Part Three deals with how to prevent global warming gases from entering the atmosphere, with chapters on key sectors where rapid and profound change is needed: energy, transport, industry, agriculture, among others.
“We are talking about the large-scale transformation of all major systems,” economist and climate co-author Céline Guivarch told AFP.
The main goal is to wean the global economy off fossil fuels and shift to low or zero carbon energy sources, from solar and wind to nuclear, hydro and hydrogen.
This transition is facilitated by the fact that renewable energy is now cheaper than energy produced by fossil fuels in many markets.
The IPCC also details ways to reduce the demand for oil, gas and coal, whether by making buildings more energy efficient or by encouraging lifestyle changes, such as eating less beef and not stealing. the other side of the world for a week’s vacation.
But humanity has waited so long to act that it is not enough to change supply and reduce demand: we must also extract CO2 from the air.
In theory – because the technology does not yet exist on a large scale – removing carbon dioxide will offset hard-to-decarbonise sectors such as aviation and shipping, and extract excess CO2 if temperatures ” exceed” the objectives of the Paris Agreement.
Likely to fail?
“Meeting the climate commitments we have made internationally and domestically is far more difficult than what we have been prepared to accept,” said Kevin Anderson, professor of energy and climate change at the University of Manchester.
“Right now we are very likely to fail. But if we don’t try, we are guaranteed to fail,” he told AFP.
The IPCC’s “solutions” report draws on hundreds of models projecting development pathways that keep the Earth within the Paris temperature goals.
“There are scenarios that show high renewables and low nuclear, and scenarios that show the opposite,” said Taryn Fransen, an analyst at the World Resources Institute in Washington DC.
“This report outlines those pathways.
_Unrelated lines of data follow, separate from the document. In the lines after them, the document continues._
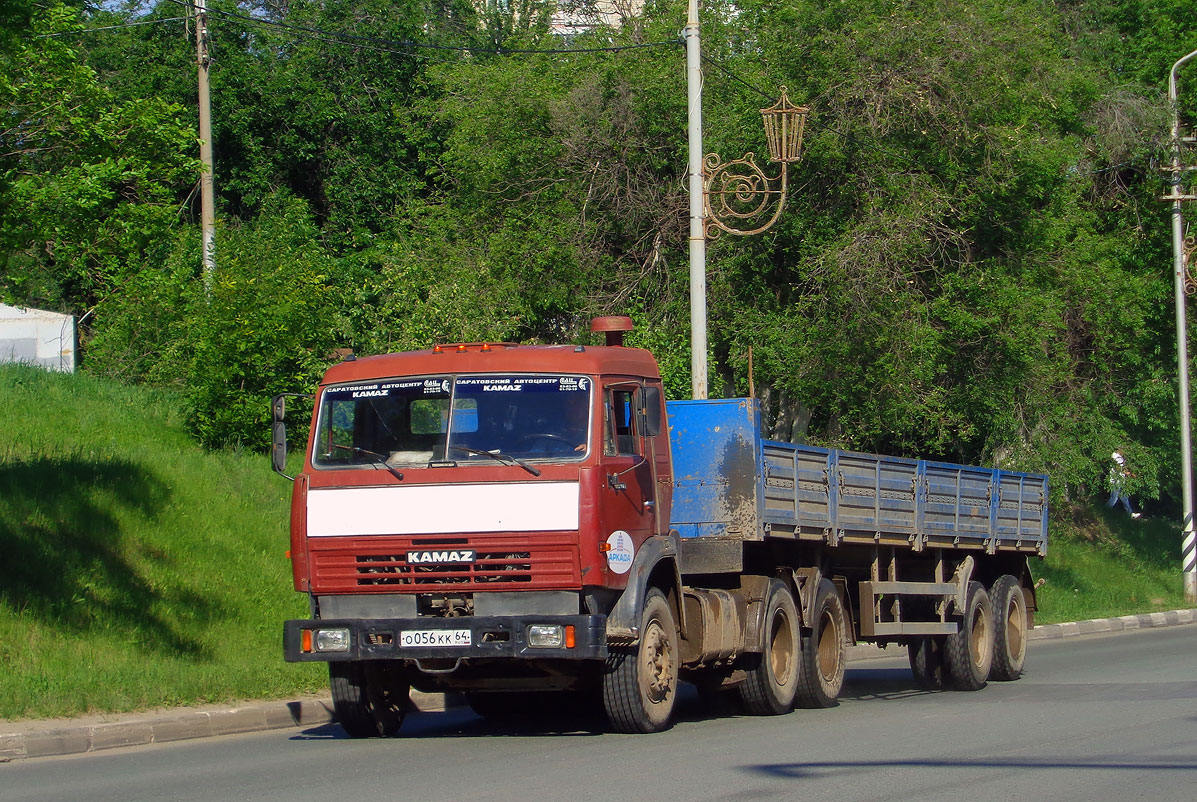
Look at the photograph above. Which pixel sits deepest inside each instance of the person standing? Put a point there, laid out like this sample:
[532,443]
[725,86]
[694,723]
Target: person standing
[1118,473]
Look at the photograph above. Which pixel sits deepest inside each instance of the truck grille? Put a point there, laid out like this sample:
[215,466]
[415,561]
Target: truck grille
[394,570]
[550,561]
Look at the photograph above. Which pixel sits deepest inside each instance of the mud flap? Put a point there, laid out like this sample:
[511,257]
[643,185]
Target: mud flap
[623,624]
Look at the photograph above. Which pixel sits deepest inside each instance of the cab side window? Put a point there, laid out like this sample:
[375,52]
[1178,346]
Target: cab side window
[619,430]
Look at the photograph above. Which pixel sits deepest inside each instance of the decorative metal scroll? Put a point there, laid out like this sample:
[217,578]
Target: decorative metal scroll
[740,198]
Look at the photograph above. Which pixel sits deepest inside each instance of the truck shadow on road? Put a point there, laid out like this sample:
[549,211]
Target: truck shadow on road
[1098,763]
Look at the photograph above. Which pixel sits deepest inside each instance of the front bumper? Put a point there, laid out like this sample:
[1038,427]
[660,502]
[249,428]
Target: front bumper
[490,637]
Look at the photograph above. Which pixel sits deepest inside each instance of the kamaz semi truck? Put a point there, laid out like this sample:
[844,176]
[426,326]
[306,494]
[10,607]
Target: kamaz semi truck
[510,521]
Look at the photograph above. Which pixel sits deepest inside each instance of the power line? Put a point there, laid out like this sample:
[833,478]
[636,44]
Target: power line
[386,46]
[736,78]
[110,28]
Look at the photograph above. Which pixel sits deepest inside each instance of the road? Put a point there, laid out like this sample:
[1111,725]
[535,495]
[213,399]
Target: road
[1094,718]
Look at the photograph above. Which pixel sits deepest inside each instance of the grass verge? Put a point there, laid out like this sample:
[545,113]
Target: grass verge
[140,571]
[1101,563]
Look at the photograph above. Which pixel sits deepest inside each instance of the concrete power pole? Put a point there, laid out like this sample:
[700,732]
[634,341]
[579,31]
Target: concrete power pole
[1180,272]
[207,186]
[697,206]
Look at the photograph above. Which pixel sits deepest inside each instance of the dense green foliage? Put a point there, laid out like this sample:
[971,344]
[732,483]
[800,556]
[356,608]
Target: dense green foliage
[973,263]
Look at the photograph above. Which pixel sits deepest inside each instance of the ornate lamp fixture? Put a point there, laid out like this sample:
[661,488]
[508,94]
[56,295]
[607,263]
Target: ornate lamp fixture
[739,196]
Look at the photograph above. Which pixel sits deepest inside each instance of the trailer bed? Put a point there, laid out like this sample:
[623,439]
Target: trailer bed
[783,490]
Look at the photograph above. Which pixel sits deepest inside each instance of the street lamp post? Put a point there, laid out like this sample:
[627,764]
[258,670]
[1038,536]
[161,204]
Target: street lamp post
[734,196]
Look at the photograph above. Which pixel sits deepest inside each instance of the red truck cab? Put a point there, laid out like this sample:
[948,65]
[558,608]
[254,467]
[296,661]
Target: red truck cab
[469,516]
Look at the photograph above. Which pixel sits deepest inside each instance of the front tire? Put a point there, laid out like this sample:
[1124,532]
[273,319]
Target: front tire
[369,697]
[639,684]
[1009,629]
[770,687]
[970,650]
[824,651]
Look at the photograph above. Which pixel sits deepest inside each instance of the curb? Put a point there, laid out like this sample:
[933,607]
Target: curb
[1098,625]
[42,739]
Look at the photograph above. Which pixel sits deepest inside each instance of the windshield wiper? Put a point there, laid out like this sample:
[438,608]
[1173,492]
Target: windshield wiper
[505,459]
[377,459]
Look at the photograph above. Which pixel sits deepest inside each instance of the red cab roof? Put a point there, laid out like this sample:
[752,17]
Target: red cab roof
[499,358]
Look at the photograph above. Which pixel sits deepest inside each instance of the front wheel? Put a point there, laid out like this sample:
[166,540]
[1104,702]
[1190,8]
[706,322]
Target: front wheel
[770,686]
[639,684]
[369,697]
[824,651]
[970,650]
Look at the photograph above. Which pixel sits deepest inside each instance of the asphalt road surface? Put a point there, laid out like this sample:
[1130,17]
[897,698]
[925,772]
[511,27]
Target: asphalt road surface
[1094,718]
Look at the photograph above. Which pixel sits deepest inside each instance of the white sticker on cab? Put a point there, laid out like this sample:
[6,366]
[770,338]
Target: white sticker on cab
[623,550]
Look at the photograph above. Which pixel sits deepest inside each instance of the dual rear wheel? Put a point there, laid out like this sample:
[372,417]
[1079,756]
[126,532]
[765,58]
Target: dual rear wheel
[990,644]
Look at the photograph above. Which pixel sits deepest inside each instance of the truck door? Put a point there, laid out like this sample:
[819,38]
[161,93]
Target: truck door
[629,493]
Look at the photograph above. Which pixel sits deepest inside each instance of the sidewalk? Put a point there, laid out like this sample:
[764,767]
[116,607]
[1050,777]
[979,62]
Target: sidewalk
[48,737]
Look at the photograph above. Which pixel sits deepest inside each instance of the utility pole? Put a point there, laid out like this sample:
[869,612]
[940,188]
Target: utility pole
[697,206]
[207,186]
[1180,259]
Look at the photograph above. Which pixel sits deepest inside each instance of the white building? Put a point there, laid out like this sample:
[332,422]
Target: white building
[35,336]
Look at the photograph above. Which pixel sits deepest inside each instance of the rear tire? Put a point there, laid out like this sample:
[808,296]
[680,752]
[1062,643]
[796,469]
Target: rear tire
[1009,629]
[970,650]
[770,687]
[927,662]
[639,685]
[369,697]
[824,651]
It is now up to our leaders to take this to heart.”
In addition to feeding into the UN political negotiations, which resume in November in Egypt at COP 27, the IPCC findings will also be important “to the ongoing conversation in the United States and Europe about the need for s ‘get away from Russian oil and gas,’ Meyer said. .
The head of Ukraine’s IPCC delegation made the point in a dramatic statement during a closed-door plenary in February, just days after his country was invaded by Russian troops.
“Human-induced climate change and the war on Ukraine have the same roots – fossil fuels – and our dependence on them,” Svitlana Krakovska said, according to multiple sources.